But even in atheistic or academic circles there should be little doubt today that something within the Age of Enlightenment has gone wrong. For people of faith—most especially those who accept as a given the fallen nature of humankind—news that all is not well in scientific circles comes as no surprise. Researchers don’t stop being sons and daughters of Adam when granted advanced academic degrees.
Catholic ecologists in particular can attest to this thanks to the recent drama over the falsification of climate change research.
This drama began several weeks before December’s United Nations-sponsored talks on climate change in Copenhagen, when the internet grew white hot with leaked emails and data from the Climatic Research Unit at the University of East Anglia in Britain; these emails seemed to counter the legitimacy of climate change.
Then in January the United Nation's Intergovernmental Panel on Climate Change found itself in turmoil because it had used an interview in an outdoors magazine as principal evidence of disappearing ice on the Himalayans. That claim was soon revised.
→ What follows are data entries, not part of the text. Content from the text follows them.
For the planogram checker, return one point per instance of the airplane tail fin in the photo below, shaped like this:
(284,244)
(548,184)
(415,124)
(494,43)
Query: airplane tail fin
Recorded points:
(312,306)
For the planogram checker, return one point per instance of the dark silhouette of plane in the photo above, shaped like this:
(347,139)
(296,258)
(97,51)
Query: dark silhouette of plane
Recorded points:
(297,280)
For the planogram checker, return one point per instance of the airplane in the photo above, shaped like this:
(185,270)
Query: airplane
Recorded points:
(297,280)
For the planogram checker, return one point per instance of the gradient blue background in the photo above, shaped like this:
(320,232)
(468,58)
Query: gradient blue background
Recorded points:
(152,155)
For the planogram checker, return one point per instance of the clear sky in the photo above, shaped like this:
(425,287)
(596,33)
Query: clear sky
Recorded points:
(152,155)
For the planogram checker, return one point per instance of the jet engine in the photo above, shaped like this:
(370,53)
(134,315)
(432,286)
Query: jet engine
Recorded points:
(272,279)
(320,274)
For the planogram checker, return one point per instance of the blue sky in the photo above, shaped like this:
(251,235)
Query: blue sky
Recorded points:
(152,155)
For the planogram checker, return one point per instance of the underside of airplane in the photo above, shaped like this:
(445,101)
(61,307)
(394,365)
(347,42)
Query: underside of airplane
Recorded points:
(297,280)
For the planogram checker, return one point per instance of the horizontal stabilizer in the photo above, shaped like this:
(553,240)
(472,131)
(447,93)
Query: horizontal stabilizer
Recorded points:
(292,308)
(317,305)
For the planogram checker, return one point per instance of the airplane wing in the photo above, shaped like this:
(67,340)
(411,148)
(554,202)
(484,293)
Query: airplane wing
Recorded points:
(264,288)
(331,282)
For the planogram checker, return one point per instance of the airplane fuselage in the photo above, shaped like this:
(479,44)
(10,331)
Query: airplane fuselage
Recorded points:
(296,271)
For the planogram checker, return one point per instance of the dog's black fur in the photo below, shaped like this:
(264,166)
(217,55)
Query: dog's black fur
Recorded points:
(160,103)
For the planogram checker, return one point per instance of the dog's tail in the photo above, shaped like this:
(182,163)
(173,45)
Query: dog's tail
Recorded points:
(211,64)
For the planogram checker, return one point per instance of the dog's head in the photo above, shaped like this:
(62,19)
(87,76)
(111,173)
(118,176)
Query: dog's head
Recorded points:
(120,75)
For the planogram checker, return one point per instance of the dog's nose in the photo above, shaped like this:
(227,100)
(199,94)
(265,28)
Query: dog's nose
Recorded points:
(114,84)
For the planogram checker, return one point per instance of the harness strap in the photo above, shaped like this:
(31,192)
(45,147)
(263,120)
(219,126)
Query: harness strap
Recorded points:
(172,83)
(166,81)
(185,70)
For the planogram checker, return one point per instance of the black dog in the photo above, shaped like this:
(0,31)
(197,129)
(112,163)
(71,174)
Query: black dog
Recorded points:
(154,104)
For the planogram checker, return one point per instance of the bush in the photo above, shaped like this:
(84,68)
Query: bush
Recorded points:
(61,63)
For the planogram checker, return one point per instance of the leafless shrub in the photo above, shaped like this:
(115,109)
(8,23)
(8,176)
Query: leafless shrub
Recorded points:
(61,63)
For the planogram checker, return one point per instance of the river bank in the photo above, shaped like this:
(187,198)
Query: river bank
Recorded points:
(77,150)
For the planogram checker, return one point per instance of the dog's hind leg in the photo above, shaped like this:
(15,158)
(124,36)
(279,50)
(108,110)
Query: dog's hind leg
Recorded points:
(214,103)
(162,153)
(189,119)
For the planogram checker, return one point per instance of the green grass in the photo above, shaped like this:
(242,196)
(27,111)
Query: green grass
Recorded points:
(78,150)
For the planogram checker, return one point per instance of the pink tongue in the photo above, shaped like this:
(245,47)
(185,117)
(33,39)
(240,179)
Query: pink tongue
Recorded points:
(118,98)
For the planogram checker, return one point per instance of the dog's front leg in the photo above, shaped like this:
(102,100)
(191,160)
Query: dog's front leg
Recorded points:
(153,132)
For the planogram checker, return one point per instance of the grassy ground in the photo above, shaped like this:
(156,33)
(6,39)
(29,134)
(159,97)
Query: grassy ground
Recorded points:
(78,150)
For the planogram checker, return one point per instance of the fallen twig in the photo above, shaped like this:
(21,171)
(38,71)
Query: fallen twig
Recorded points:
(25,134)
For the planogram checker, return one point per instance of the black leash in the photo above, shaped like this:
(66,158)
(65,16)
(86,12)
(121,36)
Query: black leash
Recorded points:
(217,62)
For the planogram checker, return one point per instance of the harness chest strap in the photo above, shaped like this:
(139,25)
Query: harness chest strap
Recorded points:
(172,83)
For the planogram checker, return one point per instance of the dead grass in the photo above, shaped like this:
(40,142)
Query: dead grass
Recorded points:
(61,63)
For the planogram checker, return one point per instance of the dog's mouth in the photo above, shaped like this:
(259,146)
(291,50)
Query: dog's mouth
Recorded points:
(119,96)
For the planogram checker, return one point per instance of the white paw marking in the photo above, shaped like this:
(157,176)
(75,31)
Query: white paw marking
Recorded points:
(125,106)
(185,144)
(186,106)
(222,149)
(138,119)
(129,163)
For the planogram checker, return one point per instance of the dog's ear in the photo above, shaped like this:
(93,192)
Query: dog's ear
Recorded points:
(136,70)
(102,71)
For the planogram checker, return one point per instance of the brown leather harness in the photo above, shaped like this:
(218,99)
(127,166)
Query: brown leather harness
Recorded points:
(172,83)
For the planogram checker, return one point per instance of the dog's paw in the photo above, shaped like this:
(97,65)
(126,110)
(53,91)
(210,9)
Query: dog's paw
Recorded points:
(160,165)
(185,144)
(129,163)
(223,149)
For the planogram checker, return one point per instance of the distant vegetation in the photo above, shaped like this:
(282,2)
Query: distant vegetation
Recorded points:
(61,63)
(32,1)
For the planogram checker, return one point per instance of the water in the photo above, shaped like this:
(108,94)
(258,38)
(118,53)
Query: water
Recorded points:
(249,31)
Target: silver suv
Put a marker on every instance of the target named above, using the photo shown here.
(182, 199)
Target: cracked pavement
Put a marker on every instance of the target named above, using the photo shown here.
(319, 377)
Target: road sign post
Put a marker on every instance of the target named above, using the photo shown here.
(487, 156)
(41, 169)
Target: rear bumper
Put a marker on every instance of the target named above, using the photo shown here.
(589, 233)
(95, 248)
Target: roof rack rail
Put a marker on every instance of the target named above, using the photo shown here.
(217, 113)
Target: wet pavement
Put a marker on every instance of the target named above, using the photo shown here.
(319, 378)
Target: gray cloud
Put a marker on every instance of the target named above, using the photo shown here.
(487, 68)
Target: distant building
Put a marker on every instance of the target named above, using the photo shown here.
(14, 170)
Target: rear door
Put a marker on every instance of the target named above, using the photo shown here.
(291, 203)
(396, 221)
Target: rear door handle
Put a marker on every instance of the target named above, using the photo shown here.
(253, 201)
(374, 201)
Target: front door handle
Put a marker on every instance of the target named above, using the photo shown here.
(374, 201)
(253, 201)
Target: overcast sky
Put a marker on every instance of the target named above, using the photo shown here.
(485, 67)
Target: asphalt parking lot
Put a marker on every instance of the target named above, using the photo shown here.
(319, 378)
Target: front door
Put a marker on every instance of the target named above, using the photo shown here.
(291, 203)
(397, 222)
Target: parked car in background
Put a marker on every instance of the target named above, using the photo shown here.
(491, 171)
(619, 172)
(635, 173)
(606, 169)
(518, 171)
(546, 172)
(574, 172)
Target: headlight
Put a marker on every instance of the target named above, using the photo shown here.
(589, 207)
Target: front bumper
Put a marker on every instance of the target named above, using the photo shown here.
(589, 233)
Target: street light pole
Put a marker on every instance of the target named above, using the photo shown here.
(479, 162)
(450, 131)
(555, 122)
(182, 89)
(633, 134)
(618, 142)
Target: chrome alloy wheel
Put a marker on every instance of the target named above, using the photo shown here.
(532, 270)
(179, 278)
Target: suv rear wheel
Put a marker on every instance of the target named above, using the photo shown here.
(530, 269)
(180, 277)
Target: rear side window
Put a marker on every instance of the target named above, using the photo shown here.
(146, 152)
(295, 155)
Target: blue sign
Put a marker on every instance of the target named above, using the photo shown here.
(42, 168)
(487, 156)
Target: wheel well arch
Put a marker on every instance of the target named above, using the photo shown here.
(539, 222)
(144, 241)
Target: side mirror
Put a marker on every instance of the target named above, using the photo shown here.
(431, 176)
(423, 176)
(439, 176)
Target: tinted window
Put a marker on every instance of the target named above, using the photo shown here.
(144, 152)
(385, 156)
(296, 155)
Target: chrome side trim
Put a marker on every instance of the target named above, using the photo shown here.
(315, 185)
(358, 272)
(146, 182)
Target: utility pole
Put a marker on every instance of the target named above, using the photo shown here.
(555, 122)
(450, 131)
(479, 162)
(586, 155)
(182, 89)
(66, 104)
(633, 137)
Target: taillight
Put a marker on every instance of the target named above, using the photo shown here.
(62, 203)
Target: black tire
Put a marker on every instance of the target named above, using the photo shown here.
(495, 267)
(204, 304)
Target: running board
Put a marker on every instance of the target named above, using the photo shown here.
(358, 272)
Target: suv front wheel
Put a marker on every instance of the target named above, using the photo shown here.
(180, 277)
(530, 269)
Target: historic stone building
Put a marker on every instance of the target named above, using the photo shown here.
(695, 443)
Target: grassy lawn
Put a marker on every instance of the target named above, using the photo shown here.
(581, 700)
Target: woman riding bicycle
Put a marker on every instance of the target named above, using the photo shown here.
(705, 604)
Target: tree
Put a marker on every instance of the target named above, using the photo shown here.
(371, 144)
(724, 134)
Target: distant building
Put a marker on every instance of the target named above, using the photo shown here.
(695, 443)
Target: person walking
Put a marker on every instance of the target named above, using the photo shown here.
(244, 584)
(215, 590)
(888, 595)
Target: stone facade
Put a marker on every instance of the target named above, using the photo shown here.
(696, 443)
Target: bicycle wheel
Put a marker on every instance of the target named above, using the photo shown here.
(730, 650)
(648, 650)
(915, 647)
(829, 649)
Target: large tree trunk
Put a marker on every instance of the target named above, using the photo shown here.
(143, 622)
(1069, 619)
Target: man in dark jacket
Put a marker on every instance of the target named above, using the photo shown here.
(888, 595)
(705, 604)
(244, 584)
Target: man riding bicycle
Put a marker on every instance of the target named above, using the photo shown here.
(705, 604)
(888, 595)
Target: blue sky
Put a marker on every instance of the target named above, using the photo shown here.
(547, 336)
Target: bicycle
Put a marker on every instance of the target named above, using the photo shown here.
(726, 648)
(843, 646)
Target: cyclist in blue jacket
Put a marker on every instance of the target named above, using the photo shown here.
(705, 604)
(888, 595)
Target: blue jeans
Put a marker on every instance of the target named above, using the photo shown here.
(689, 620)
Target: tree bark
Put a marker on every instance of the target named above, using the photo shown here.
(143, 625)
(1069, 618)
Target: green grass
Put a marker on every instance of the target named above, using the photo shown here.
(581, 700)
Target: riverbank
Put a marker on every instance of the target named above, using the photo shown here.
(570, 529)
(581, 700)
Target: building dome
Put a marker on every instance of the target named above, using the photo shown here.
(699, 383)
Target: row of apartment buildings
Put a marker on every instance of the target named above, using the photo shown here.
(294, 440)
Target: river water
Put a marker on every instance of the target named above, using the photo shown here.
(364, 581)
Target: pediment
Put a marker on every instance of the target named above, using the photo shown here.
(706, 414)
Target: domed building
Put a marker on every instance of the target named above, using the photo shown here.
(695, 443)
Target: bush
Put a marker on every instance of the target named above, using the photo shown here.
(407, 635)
Charges by skeptics against climate research continues to mount—and many of these charges are dead on. Still, the larger body of evidence shows us that worldwide climate changes are occurring as a result of increased levels of greenhouse gases (such as carbon dioxide). How or when these changes will impact you or I is largely unclear. Global distribution of moisture and thermal energy is difficult to predict even when the atmosphere’s makeup remains constant—which, because of human pollution, it isn’t.
Of course such scientific minutiae can be debated. But what Catholic ecologists are certain of is that the complexities of modeling global reactions to altered atmospheric compositions are sadly, but inevitably, made even more complex thanks to human sin—be it greed, a hunger for power, madness or simple hubris.
What the current turmoil in climate change science shows us is not that the science is all wrong—that would be wishful thinking. The lesson here is that scientific researchers can be as sinful and stupid as the rest of us. That said, what these people—these sinners—need is not our scorn and disbelief, but our sympathy, our understanding and our prayers.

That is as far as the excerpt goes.